Case Presentation: A 61-year-old African American male with a history of alcohol use disorder and chronic pancreatitis presented to the hospital with shortness of breath and severe chest pain that worsened with inspiration. Two months prior to admission he was found to have a 17x12x12 cm pancreatic pseudocyst and subsequently underwent cystogastrostomy with stent placement for treatment. The patient had absent breath sounds over the left lung field on exam, along with egophony and dullness to percussion. Vitals signs were notable for a pulse of 121, temperature of 101 F, and oxygen saturation of 90% on room air. Chest CT revealed a large, loculated, left-sided pleural effusion with lung collapse and mediastinal shift. Emergent thoracentesis was performed resulting in 2 L of purulent fluid drained. Initial pleural fluid analysis was significant for an LDH of 3,800 U/L and 47,000 nucleated cells. Empyema was suspected, and the patient began antibiotic therapy with piperacillin/tazobactam and vancomycin. Symptoms improved initially, but rapidly worsened in a matter of days. Repeat CT was obtained and showed a re-accumulation of pleural fluid. 3 L of fluid was then drained following chest tube placement. Further pleural fluid analysis was performed and significant for a lipase of over 3,000 U/L and an amylase of 6,560 U/L, concerning for a pseudocyst leak or pancreatic fistula. MRCP was unremarkable. A diagnostic ERCP was subsequently performed, which revealed a small pancreaticopleural fistula between a pseudocyst and the left thorax. The patient was made NPO and started on TPN and octreotide for management. He then underwent repeat ERCP with stent placement for treatment and was discharged the following day.

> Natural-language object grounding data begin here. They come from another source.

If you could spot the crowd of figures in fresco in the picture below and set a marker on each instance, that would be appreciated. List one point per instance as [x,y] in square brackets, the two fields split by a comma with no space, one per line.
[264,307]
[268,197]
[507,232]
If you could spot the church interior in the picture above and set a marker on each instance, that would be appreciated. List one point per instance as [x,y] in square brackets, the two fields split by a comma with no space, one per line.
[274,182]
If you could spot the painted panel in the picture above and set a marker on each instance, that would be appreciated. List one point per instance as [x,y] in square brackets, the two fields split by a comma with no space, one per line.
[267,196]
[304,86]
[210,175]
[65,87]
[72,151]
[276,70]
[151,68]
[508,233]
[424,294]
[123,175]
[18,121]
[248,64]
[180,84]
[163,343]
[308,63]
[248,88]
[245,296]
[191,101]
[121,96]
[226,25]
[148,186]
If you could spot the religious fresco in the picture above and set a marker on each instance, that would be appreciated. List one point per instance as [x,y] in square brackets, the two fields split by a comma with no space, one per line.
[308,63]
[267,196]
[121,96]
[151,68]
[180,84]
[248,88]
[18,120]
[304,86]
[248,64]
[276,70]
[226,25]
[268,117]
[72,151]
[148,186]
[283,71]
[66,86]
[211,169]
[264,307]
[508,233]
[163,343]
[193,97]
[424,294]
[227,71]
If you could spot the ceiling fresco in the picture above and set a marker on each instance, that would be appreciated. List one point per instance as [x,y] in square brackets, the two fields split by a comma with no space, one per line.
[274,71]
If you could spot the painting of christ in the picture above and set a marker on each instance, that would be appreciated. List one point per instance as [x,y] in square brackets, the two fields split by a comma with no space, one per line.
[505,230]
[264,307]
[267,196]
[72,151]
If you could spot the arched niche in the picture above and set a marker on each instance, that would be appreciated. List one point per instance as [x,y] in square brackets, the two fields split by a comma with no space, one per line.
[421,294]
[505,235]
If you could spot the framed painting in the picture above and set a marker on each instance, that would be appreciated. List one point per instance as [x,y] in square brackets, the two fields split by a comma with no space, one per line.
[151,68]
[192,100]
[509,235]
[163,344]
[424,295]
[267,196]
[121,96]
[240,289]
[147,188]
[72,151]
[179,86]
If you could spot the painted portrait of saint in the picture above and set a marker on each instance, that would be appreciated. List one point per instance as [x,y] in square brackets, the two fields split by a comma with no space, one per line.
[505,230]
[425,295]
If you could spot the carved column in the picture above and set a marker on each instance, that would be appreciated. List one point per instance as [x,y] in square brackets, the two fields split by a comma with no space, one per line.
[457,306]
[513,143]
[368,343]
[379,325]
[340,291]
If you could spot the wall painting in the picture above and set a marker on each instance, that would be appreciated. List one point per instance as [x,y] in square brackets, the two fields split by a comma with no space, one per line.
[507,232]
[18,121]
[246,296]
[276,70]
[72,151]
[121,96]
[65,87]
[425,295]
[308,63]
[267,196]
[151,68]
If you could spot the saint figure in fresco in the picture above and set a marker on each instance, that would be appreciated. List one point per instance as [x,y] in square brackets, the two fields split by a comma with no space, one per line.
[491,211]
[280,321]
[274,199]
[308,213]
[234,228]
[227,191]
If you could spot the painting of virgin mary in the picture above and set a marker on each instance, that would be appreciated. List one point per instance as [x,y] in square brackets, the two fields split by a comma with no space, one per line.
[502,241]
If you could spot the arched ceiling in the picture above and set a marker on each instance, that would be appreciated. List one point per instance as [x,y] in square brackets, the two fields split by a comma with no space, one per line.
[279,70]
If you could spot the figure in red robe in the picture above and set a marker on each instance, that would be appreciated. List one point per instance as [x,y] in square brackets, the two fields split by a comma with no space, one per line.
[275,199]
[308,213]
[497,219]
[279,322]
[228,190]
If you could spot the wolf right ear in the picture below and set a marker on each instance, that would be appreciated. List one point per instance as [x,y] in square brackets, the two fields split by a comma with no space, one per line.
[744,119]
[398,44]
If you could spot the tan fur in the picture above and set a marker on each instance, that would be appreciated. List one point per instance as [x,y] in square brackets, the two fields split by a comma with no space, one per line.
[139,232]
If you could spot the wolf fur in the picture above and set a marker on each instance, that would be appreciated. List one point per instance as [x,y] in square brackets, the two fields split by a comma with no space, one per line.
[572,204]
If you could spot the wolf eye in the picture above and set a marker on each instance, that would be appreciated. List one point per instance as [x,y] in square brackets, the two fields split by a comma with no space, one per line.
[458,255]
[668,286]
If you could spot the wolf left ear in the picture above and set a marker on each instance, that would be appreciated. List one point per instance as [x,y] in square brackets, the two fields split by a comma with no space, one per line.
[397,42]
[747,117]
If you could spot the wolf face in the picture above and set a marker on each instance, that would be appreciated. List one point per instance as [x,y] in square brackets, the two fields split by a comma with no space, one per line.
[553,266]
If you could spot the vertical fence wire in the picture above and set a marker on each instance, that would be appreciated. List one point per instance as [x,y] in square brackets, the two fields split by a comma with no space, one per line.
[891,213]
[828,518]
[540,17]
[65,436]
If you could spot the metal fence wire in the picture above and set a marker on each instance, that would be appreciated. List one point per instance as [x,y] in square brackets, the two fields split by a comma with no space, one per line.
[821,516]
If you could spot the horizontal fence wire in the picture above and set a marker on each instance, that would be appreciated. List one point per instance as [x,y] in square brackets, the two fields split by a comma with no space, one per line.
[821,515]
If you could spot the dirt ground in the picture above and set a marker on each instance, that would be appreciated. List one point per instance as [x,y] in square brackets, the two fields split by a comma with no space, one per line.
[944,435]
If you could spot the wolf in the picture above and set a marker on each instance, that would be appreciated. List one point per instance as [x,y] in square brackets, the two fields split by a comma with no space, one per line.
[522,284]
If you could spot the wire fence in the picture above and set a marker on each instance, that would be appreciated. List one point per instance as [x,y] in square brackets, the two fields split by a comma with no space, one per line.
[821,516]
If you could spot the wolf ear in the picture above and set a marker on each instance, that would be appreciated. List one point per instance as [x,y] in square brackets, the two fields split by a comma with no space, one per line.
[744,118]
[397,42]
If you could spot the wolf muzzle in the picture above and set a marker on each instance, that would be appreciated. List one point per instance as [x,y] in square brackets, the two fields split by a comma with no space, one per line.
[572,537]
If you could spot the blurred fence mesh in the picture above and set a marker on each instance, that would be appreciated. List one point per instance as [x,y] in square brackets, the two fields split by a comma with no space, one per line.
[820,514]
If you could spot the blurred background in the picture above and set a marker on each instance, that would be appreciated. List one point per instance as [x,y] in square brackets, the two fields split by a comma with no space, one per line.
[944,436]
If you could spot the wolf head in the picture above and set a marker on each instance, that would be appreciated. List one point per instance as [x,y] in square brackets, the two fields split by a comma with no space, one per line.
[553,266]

Discussion: Pancreaticopleural fistula is a rare, potentially life-threatening cause of pleural effusion. It is most commonly diagnosed in men between the age of 40-50 with a history of alcoholism (1, 2). 3-7% of patients with pancreatitis are diagnosed with a pancreaticopleural fistula, which most often arises from pseudocysts (2). Clinical manifestations include shortness of breath, chest pain that worsens with inspiration, and unilateral reduced or absent breath sounds on exam. Massive loculated pleural effusions, particularly left-sided effusions, are often seen on imaging (3). Pleural fluid analysis is imperative for diagnosis. High lipase and amylase, often in excess of 1,000 U/L, allows for differentiation of pancreaticopleural fistulas from empyema and other etiologies of exudative pleural effusions (2). CT, MRCP, and ERCP are the preferred imaging modalities to visualize and assess the site/size of pancreaticopleural fistulas (3, 4). However, unremarkable MRCP, as evident by the findings in our patient, does not necessarily exclude diagnosis (3). If clinical suspicion remains high for a pancreatic fistula, further evaluation with ERCP may be warranted (6). Management with an NPO diet, TPN, octreotide, antibiotics, chest tube placement, and ERCP with stenting has proven effective in eliminating pancreaticopleural fistulas (5, 6). Additionally, surgical intervention should be considered in refractory cases (3, 5, 6).

Conclusions: Pancreaticopleural fistulas are a rare cause of pleural effusions that should be included in the differential diagnosis for patients presenting with shortness of breath, chest pain, and a history of pancreatitis.